Wrongly Classifying Child Asylum-Seekers As Adults Has Cost UK Millions Of Pounds

    Exclusive: The government has lost more than 260 age dispute cases since 2010, and charities say the failings are leaving vulnerable children in limbo.

    The government has paid out millions of pounds after wrongly classing asylum-seeking children as adults, BuzzFeed News can reveal.

    Legal costs, including compensatory damages and barristers' fees, totalled £4,437,410 as a result of losing 262 court cases over age disputes since 2010–11. The amount spent on each case over the six-year period has nearly doubled to £24,771.

    Croydon council, which runs the only Home Office asylum-seeker screening unit in the country, provided the figures under freedom of information laws.

    One source with experience of working on hundreds of age assessments claimed councils in the UK are overstating the ages of asylum-seekers in order to cut costs.

    The source, who spoke on condition of anonymity because they are involved in sensitive cases, said: “It's complicated and very cruel, it's ignoring best practice and designed to save money. These minors are expendable, I fear. I'm a bit exhausted from the anxiety of seeing the blatant disregard for what are nearly always children.”

    Judith Dennis, policy manager at the Refugee Council, told BuzzFeed News: “The human and financial costs of local authorities wrongly judging children to be adults are wholly unacceptable.

    “If local authorities want to avoid these penalties then it’s vital they prioritise getting their decisions right the first time around by following good-practice guidance and assessing children’s ages lawfully.”

    Stewart MacLachlan, legal and policy officer at Coram Children’s Legal Centre, said: “There's lots of examples of bad practice where age assessment isn't carried out to the required standard to which you'd expect.

    “And these disputes are a very adversarial process often involving a vulnerable child, who is often stuck in limbo because an asylum claim may be delayed while the age issue is resolved.”

    Gulwali Passarlay, who entered the UK aged 13, had his age disputed for almost two years. "I felt worthless and unvalued," he said. "I attempted to commit suicide twice because I thought there was no point to life.

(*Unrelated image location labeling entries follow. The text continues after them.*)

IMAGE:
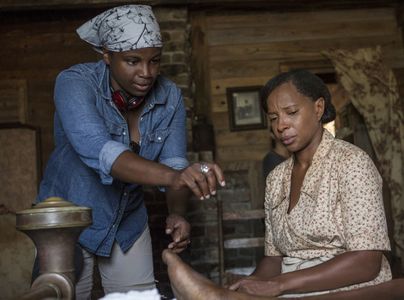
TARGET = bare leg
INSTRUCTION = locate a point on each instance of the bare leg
(190, 285)
(390, 290)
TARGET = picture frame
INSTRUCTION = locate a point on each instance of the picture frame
(245, 112)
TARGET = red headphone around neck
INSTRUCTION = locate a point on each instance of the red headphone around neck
(125, 103)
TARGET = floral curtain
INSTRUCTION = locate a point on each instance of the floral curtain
(373, 91)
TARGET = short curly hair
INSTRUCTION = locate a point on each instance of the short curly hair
(308, 84)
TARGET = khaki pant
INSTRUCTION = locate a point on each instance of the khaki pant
(122, 272)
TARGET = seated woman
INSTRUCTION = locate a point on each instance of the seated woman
(325, 224)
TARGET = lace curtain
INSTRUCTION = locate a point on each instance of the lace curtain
(373, 91)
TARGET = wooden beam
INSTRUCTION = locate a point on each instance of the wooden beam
(18, 5)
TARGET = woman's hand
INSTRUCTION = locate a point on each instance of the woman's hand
(200, 178)
(252, 285)
(180, 230)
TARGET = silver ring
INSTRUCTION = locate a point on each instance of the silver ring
(204, 168)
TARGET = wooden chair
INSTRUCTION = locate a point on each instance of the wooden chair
(228, 276)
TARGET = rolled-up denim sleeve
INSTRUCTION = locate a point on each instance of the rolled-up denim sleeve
(108, 154)
(84, 126)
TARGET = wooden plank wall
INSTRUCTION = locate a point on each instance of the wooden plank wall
(36, 47)
(246, 48)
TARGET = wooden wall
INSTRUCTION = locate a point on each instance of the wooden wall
(246, 48)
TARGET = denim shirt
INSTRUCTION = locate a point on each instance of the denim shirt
(90, 133)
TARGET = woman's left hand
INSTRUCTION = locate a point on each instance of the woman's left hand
(180, 230)
(253, 286)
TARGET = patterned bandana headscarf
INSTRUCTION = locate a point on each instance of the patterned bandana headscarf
(122, 28)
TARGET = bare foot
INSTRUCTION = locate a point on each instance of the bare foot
(190, 285)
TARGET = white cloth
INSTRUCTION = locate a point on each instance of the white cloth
(134, 295)
(122, 28)
(290, 264)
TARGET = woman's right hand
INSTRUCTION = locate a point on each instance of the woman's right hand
(201, 178)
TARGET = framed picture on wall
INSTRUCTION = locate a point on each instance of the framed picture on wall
(245, 112)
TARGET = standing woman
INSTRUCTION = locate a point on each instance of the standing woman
(118, 125)
(325, 224)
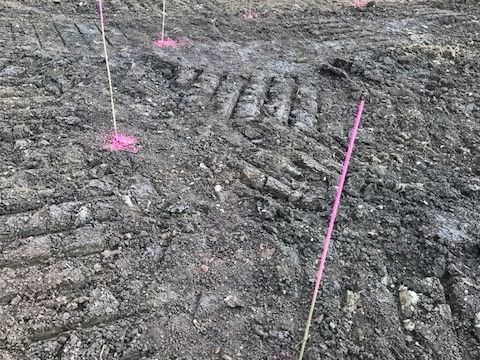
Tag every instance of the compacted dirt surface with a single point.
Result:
(203, 245)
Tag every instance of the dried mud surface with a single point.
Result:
(203, 244)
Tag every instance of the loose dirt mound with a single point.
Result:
(203, 244)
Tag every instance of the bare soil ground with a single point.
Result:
(203, 245)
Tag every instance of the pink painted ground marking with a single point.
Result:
(121, 142)
(171, 43)
(251, 14)
(360, 4)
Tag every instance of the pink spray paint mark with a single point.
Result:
(251, 14)
(171, 43)
(121, 142)
(360, 4)
(338, 196)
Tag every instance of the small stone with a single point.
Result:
(233, 301)
(408, 298)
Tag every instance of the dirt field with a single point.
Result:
(204, 244)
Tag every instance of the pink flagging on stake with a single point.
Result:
(333, 217)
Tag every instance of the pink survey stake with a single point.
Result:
(338, 196)
(333, 217)
(171, 43)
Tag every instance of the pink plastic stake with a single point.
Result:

I was called a liar, a criminal.”

    Passarlay, now 22, said he fled Afghanistan after his father and grandfather were killed, adding: “I went through trauma, I went through hardship. I've seen things at a young age that nobody would ever see in their entire life. My home became a war zone, seeing people dying, seeing houses burn down. I've seen things that have made me age.”

    In June, the High Court ruled that the Home Office’s policy of judging the age of unaccompanied asylum-seeking minors based on their appearance was unlawful.

    The latest 12 months of data, up to September 2016, suggests there were 3,144 asylum applications in the UK from lone migrant children. Afghanistan (783), Iran (435), and Albania (426) were the sources of most applicants.

    Each year, around a quarter of all unaccompanied children claiming asylum in the UK have their ages disputed.

    A 2013 report published by Coram Children’s Legal Centre found that the length of time taken to resolve the issue of the child’s age ranged from ten months to over four years. Figures released by the Refugee Council revealed at least 127 minors were held in adult detention between 2010 and 2014.

    Alison Harvey, legal director of the Immigration Law Practitioners' Association, said: “Our main concern is that age is disputed as a matter of course, far too often. The grail of date-stamping a child is unattainable: Age assessments are an art, not a science.”

    She said in many cases where a payment to an asylum-seeker is agreed, as opposed to a court awarding damages, a gagging order is imposed so that the sum cannot be disclosed. “There is therefore very little information in the public domain about such settlements,” she added.

    Dr Bhanu Williams, international officer for the Royal College of Paediatrics and Child Health, called for a “holistic” approach to age assessment.

    She said: “I think that there should be a presumption of belief, not disbelief about young people who come in claiming to be under 18. And an acceptance that the hardship they have endured may have aged their appearance.”

    "We need to be more compassionate and more kind to asylum-seekers," said Passarlay. "We should investigate ages but do it in a way that is acceptable.”

    A spokesperson for the Home Office said: “The Home Office and local authorities have a duty to safeguard children and not to place children in adult services or adults in children’s services.

    “We are committed to working with local authorities and non-governmental organisations (NGOs) to improve the age assessment process.”